Le président. Il vous faut conclure, Monsieur le député !

M. Christian Bavarel. ...eh bien vous vous retrouvez... (Remarque.) Ne confondez pas, Monsieur Florey, l'échelle des salaires que l'on demande aujourd'hui en acceptant l'accréditation et les salaires qui étaient pratiqués avant, ainsi que les salaires qui ont dû être énoncés dans le cadre de scénarios et ce qui est demandé - des salaires qui seront à terme les mêmes que ceux du Conservatoire. C'est très différent !

Moi je vous dis que la problématique reste la même, et il serait intéressant que le Conseil d'Etat s'en saisisse, parce qu'il y a une réflexion à mener pour savoir comment l'on fait pour subventionner différentes entités. Nous avons eu hier le cas de Genève Futur Hockey; en réalité, il y a moins de public qui vient voir les spectacles de danse...

Le président. Monsieur le député, voudriez-vous conclure ?

M. Christian Bavarel. Oui, je conclus, Monsieur le président !

Le président. J'espère ! (Exclamations. Rires.)

M. Christian Bavarel. Nous devons simplement nous dire que le Conseil d'Etat doit se poser la question sur ce sujet-là, et c'est la raison pour laquelle il faut lui renvoyer cette pétition.

Le président. Merci, Monsieur le député. La parole est à M. Stéphane Florey, à qui il reste trente secondes.

M. Stéphane Florey (UDC). Merci, Monsieur le président. Vous transmettrez à M. Bavarel, qui malheureusement n'était pas en commission, que l'on nous a présenté les échelles de salaires des enseignants et que je peux vous assurer que ce ne sont en tout cas pas des salaires de misère, contrairement à ce qui a été mentionné tout à l'heure.

Maintenant, sur le fond, ce que vous dites ne démontre qu'une chose, à savoir les effets pervers engendrés par le fait que certains groupes ici présents veulent absolument subventionner toutes les associations, qu'elles soient privées ou publiques. On a là la démonstration qu'étatiser le tout coûte de l'argent et revient même plus cher, il faut donc simplement arrêter ces pratiques...

Le président. Monsieur le député, la misère c'est que vous devez conclure votre intervention parce que vous avez épuisé votre temps de parole !

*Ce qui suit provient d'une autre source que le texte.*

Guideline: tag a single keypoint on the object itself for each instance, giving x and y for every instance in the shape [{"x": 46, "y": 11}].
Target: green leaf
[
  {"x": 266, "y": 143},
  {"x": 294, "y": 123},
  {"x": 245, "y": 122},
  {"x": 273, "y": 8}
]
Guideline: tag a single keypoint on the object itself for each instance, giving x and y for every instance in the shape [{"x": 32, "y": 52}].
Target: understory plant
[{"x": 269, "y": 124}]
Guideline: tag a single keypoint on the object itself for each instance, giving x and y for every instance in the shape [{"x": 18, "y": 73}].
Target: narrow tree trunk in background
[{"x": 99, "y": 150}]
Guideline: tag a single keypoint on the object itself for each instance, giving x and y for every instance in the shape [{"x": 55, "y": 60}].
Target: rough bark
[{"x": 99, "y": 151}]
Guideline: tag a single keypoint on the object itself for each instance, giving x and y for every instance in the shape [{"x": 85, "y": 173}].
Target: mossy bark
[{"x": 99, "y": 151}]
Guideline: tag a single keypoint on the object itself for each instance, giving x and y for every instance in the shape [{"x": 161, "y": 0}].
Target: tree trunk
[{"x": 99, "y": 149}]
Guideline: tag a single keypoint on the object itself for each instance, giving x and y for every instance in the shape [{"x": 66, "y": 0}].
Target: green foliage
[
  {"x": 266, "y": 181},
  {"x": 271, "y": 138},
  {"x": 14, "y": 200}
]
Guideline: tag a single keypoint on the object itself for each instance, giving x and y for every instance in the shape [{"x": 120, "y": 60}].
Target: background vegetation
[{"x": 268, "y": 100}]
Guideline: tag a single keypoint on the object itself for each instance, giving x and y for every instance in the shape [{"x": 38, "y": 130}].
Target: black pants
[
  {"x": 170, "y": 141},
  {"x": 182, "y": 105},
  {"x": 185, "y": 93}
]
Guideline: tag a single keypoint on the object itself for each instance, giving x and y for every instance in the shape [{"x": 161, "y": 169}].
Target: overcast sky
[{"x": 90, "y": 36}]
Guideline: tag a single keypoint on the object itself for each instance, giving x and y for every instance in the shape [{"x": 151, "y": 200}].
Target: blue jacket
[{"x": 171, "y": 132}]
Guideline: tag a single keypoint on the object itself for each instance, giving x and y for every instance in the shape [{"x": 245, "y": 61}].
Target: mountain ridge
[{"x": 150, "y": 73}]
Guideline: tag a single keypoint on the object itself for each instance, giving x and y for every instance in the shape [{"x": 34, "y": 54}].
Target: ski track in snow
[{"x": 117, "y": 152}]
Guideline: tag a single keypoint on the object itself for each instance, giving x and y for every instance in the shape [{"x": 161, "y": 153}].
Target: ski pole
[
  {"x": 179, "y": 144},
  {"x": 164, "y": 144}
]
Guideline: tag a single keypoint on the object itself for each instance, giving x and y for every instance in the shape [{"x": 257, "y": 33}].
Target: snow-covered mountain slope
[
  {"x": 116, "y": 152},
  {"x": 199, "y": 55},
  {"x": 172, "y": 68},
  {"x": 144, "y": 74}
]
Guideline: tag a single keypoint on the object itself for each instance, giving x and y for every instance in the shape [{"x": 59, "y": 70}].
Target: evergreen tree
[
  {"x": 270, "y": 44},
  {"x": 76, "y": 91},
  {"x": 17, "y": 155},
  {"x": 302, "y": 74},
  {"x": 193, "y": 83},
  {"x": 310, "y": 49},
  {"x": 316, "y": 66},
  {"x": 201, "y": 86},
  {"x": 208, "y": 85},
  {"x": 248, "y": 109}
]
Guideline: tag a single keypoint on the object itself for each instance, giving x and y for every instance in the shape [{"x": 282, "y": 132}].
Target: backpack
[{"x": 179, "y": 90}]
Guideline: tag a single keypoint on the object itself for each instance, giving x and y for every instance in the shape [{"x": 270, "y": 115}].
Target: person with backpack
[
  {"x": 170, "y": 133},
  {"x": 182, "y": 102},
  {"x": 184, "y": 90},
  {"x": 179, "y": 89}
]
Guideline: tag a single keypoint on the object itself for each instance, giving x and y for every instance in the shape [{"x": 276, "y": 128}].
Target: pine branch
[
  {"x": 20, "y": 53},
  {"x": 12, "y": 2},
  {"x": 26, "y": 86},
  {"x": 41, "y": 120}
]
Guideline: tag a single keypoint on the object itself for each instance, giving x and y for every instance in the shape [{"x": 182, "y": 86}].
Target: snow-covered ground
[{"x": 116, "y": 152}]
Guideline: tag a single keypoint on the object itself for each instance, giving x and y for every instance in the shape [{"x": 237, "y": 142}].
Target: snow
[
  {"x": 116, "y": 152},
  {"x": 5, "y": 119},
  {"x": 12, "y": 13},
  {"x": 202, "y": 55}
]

M. Stéphane Florey. ...et refuser cette pétition.

Le président. Merci, Monsieur le député. La parole est à M. le rapporteur Pascal Spuhler, à qui il reste une minute.

M. Pascal Spuhler (MCG), rapporteur. Merci, Monsieur le président. Mesdames et Messieurs les députés, on a facilement glissé et dérapé de la danse aux patins, et j'aimerais qu'on revienne au sujet du jour, à savoir le problème des subventions, et plus précisément le problème de l'examen de ces subventions et de la façon de les attribuer. Toute la question se situe là. M. Bavarel a bien expliqué en quelques mots clairs certaines raisons pour lesquelles l'Atelier Danse Manon Hotte n'a pas pu assumer les charges qui lui étaient imposées avec les subventions accordées. Il s'agit donc bien au final de savoir quelle subvention on doit accorder, à quelles conditions, et si on peut les assumer. En conclusion, Mesdames et Messieurs les députés, je vous enjoins de renvoyer cette pétition au Conseil d'Etat afin qu'il y ait une réelle réflexion de fond sur la machine à distribution des subventions et son résultat.

Le président. Merci, Monsieur le rapporteur. Nous passons maintenant au vote sur le renvoi de cette pétition au Conseil d'Etat.

Mises aux voix, les conclusions de la commission des pétitions (renvoi de la pétition 1788 au Conseil d'Etat) sont adoptées par 42 oui contre 9 non et 6 abstentions.